Tuesday, December 16, 2014


I motivated myself yesterday with the promise of a full day of fishing today to celebrate the weight lifted from my shoulders with the submission of a large assignment.  When my alarm went off (or rather, didn't), it was already apparent that the day would not go as planned.

    My alarm failed to ring at its preset time of 6:00 AM, and I awoke on my own at almost 7:00.  I promised my parents I would pick up a deck board from Better Living, and had hoped to be there when they opened at 7:00.  Rather, I arrived close to 8:00, and returned home at 8:30.  

    With the car packed and warmed up, I shut the hatchback of my Nissan Versa on the metal aglet of my wading boot lace, jamming the lock, and setting me back another hour.

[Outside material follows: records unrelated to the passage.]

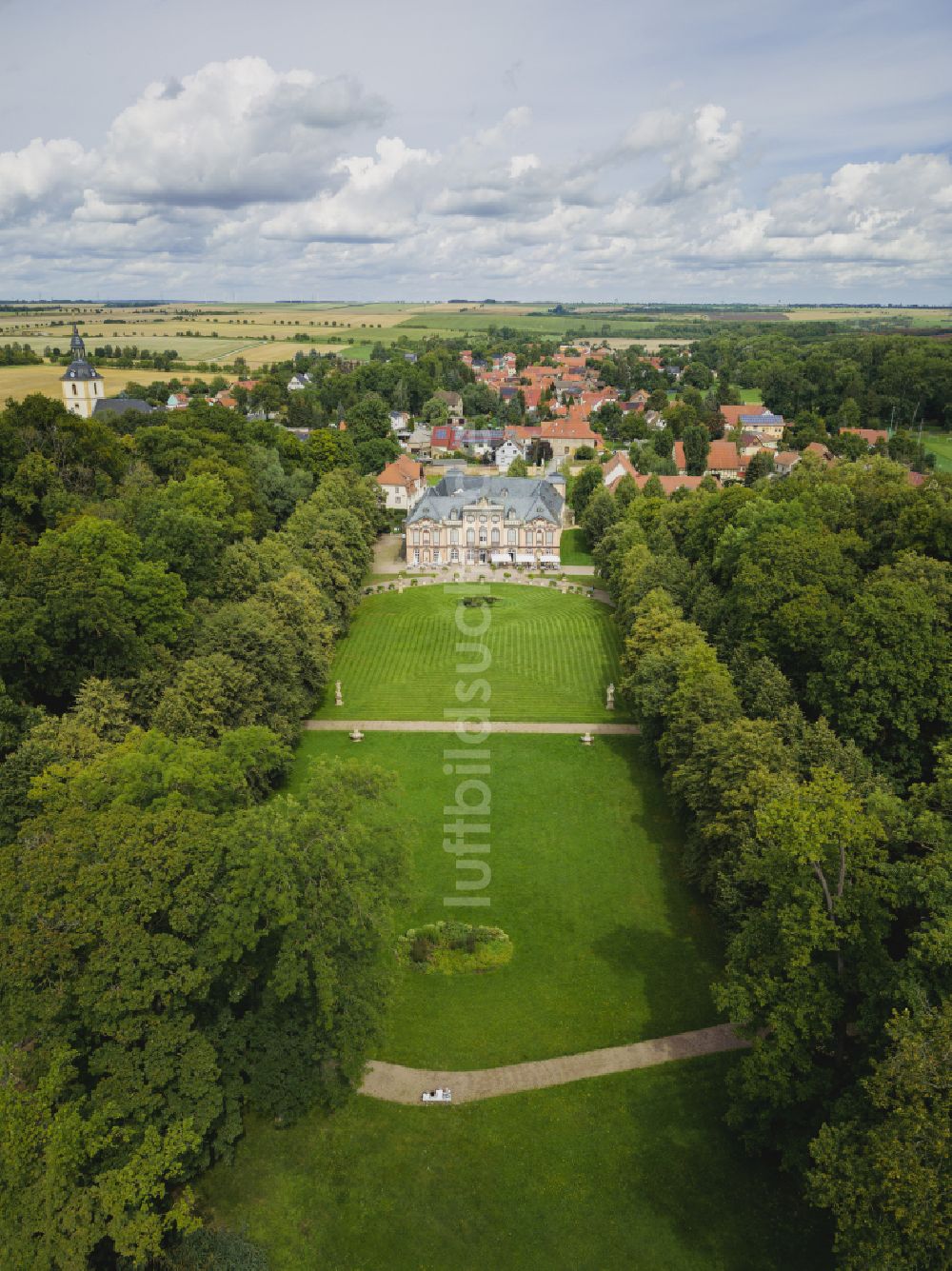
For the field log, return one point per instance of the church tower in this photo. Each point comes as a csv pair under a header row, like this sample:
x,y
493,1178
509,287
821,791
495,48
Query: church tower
x,y
82,384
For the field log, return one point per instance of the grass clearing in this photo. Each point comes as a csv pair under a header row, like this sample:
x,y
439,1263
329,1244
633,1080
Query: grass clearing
x,y
552,656
940,444
575,548
634,1172
610,945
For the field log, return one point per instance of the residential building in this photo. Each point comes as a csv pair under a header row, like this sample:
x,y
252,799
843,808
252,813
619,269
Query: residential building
x,y
506,452
482,520
402,482
871,436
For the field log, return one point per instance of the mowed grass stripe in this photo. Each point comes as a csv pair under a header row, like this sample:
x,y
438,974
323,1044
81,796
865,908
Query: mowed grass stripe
x,y
552,656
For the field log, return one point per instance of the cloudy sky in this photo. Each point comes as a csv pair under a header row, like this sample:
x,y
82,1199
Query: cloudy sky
x,y
368,149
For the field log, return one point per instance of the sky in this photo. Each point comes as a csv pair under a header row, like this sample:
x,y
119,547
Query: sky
x,y
367,150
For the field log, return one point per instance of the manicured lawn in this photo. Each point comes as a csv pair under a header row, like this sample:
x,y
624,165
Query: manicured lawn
x,y
940,444
575,548
610,945
552,656
634,1172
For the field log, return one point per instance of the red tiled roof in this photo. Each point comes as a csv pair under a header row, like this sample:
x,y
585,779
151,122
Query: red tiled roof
x,y
869,435
402,471
724,455
670,485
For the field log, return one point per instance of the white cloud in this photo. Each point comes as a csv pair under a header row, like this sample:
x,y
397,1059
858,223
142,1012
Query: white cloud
x,y
42,173
283,181
231,133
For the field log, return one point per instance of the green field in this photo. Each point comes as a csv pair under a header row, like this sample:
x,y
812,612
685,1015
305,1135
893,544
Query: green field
x,y
940,444
575,548
634,1172
552,656
610,945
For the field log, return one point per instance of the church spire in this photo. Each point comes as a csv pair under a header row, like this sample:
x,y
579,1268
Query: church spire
x,y
76,348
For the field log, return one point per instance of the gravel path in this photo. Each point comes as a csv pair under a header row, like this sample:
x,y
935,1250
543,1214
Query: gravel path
x,y
604,729
398,1084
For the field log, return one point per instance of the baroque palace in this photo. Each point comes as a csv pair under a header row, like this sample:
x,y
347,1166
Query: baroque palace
x,y
481,520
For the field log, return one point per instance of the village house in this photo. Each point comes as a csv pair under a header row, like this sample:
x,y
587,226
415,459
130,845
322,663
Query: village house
x,y
724,462
567,435
506,452
784,462
402,482
871,436
482,520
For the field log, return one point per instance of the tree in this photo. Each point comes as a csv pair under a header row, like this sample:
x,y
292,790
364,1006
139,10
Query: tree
x,y
810,934
759,466
87,604
887,675
435,410
587,481
883,1165
599,515
697,447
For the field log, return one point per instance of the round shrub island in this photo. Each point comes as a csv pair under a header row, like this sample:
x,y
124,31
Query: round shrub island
x,y
454,948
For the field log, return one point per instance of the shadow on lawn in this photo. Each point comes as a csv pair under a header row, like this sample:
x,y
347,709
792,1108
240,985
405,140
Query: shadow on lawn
x,y
699,1179
676,964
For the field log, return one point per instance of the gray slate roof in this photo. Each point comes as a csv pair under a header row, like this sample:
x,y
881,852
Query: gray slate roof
x,y
80,370
522,497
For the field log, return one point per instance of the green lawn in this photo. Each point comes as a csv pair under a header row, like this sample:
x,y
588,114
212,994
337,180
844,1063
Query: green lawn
x,y
634,1172
552,656
940,444
609,944
575,548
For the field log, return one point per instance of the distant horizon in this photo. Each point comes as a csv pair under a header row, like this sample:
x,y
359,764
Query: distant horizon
x,y
386,300
723,154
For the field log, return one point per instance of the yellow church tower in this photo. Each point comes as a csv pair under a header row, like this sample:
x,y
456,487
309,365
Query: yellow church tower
x,y
82,384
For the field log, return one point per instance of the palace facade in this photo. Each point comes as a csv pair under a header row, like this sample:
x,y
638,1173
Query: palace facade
x,y
487,520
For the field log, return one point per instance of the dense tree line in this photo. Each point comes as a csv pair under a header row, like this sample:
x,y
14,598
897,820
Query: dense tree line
x,y
787,652
175,945
845,380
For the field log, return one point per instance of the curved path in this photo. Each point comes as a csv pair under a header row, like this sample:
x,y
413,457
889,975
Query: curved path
x,y
398,1084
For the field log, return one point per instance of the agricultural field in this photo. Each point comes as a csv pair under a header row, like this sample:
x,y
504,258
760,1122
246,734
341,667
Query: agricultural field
x,y
940,444
610,945
552,656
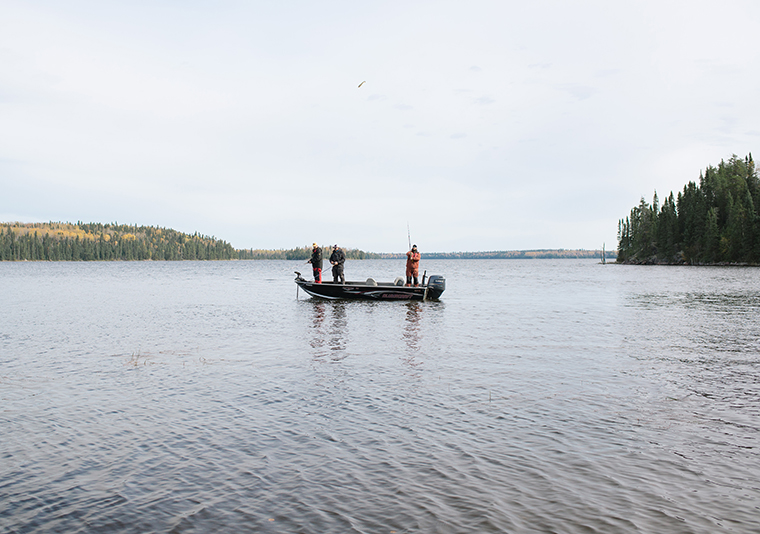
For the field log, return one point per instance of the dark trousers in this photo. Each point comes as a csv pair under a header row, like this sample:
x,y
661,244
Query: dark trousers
x,y
338,274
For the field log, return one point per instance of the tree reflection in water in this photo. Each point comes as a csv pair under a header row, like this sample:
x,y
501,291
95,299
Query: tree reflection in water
x,y
329,329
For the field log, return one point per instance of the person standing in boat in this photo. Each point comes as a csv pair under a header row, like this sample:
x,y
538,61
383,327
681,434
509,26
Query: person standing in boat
x,y
412,267
316,262
337,259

    The destination I had planned to explore with my full day is a two hour drive from my Fluvanna County home, and so I racked my brain for alternative locations with a shorter driving time.  I settled my mind on a handful of brook trout streams I had not yet visited in northwestern Virginia, and oriented the Versa likewise.

    I arrived at the first stream around noon.  Large for a brook trout stream, and rather flat in most stretches, the water was notably frigid.  However, many of the larger pools featured long, flat tailouts, which will undoubtedly host a glorious scene of hatching insects and rising trout come spring.

Photo by Matt Reilly
    After striking out in several shallow but promising-looking riffles, I adjusted to fishing just larger pools, and took four decently-sized brook trout with that method.  A heavy #10 black stonefly nymph got the job done, though most of the trout were hooked very lightly--a reflection, probably, of the colder-than-desired water temperatures.

    I next took to the road, heading north, to scout one of the stream's larger tributaries.  A developing problem since trading in my F-150 for the economic Versa has been ground clearance, but I have been dealing well, partially due to the car's narrower frame.  An 11-minute zig-zagged drive along a curvy mountain road landed me on the bank of the mountain fork I was after.

Photo by Matt Reilly

Photo by Matt Reilly
    Again, occasional surprisingly-large pools spotted the stream's course through pine bottomland; but I didn't see enough slower, deeper holding water to convince me to string up my rod and angle for the winterized brookies.  I continued on.

    The last spot surprised me.  Often called a "small native trout stream," it held some unexpectedly-large pools, however infrequent.  The water in between was nothing more than a series of shallow stair-casing ledges, with the occasional deeper plunge pools.  I fished a few of the larger pools before striking off along a trail upstream, in search of better looking water.  I didn't find it, and I later found in a fishing report of the same stream that it commonly dries up completely in the summertime.  Perhaps this drought event has limited the number of fish in this otherwise-productive looking flowage.

Photo by Matt Reilly
    Though the day didn't go as planned, I had a liberating day checking off a few more of the Blue Ridge's brook trout streams from my bucket list.  On the route home, I payed a visit to Tommy and Kevin, co-owners of South River Fly Shop, for some fly tying materials, and good-old-fashioned fly shop talk.